SC: I think it does, yes. In Infinitely Demanding I argue that politics is about acts of nomination; it’s about naming a political subject that can come into existence. The example I give in Infinitely Demanding is the indigenous subject or indigeneity as a new form of political identity in the Mexican context. What this reveals is that there has to be something around which an identity takes shape. This could be a slogan that functions to shape an identity, such as Occupy’s ‘We are the 99%’. This is a good example of how an identity was shaped around the 99% against the 1%. So politics is about the activity of naming and the construction of identities around which groups can conform, and this is the activity (to go back to Gramsci who is on both of our minds at the moment) called hegemony. Hegemony is the shaping of an alliance or a common front, a construction of what Ernesto Laclau used to call a ‘chain of equivalences’. Hegemony is the art, and it really is an art and not a science, of the construction of a political front and one of the things that forms a front is a name, an identity.
The question is whether such a name exists at the present time. There are some philosophers like Alain Badiou who think that names are lacking and that we need a new name, like Proletariat was for Marx. I’m not so pessimistic. I think that names like immigrant, say, can become mobilising forms of identity for new political fronts but names do have to be invented and identities have to be formed: and then it is around those that political action can take shape.
JGF: One of the major concerns of your work is the question of motivation. How do you understand the motivational deficit in our recent political history, and does Occupy represent the emergence of a new participatory paradigm?
SC: I would start by clarifying my thoughts here: I think there is a motivational deficit in regards to the citizens’ relationship to the institutions of existing states. We have a demotivated relationship to the party system, institutions like parliament, various institutions of government and all the rest. We did, arguably, in the past feel some affinity to those institutions but now we feel a distance from them and one symptom of this is the decline in party membership in countries like Britain. So political parties are now technocratic elites rather than the consequence of genuine popular movements, which was the case with the Labour Party a long time ago.

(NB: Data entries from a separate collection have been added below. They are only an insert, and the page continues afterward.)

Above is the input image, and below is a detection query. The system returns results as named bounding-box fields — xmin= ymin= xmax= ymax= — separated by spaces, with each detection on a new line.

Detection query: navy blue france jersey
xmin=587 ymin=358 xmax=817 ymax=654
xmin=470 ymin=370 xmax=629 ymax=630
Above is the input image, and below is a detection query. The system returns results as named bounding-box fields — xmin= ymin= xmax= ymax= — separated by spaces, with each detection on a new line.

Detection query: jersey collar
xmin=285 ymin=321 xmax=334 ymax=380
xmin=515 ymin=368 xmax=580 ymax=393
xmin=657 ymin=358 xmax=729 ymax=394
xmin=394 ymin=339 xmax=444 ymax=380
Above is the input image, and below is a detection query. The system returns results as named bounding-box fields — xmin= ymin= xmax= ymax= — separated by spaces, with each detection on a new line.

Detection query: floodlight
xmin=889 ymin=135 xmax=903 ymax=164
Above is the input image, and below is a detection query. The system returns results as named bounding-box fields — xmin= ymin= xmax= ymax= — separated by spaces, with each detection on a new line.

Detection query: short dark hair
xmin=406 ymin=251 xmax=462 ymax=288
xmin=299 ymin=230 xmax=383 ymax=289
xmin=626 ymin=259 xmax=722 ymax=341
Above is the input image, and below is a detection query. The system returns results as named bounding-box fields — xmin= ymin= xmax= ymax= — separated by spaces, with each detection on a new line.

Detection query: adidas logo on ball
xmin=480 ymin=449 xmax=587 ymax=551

The double movement of motivation, though, is if there’s deficit in regard to normal politics, then there has also been a motivational surplus with regards to abnormal forms of politics. What’s happened in the last 15 years is a shift of political energies away from normal, electoral, politics into activities we could link with the alterglobalisation movement, critiques of globalisation and capitalism, anti-war movements, and then into movements like Occupy and the Indignados. There is a transfer of motivation from the usual avenues of politics into new avenues. Again, the meta-question, the key question, is how we take that new motivational energy and shape it politically into a more powerful force? In particular, what relationships those political energies are going to have to the existing state and institutions of the state. Are they, on the one hand, going to seek the elimination and annihilation of those institutions and state, in the guise of a classical anarchism? Or, are they going to aim at some other kind of space within the state, which I call in my earlier work, a creation of interstitial distance within the state that can exert a pressure upon the state and aim for its amelioration.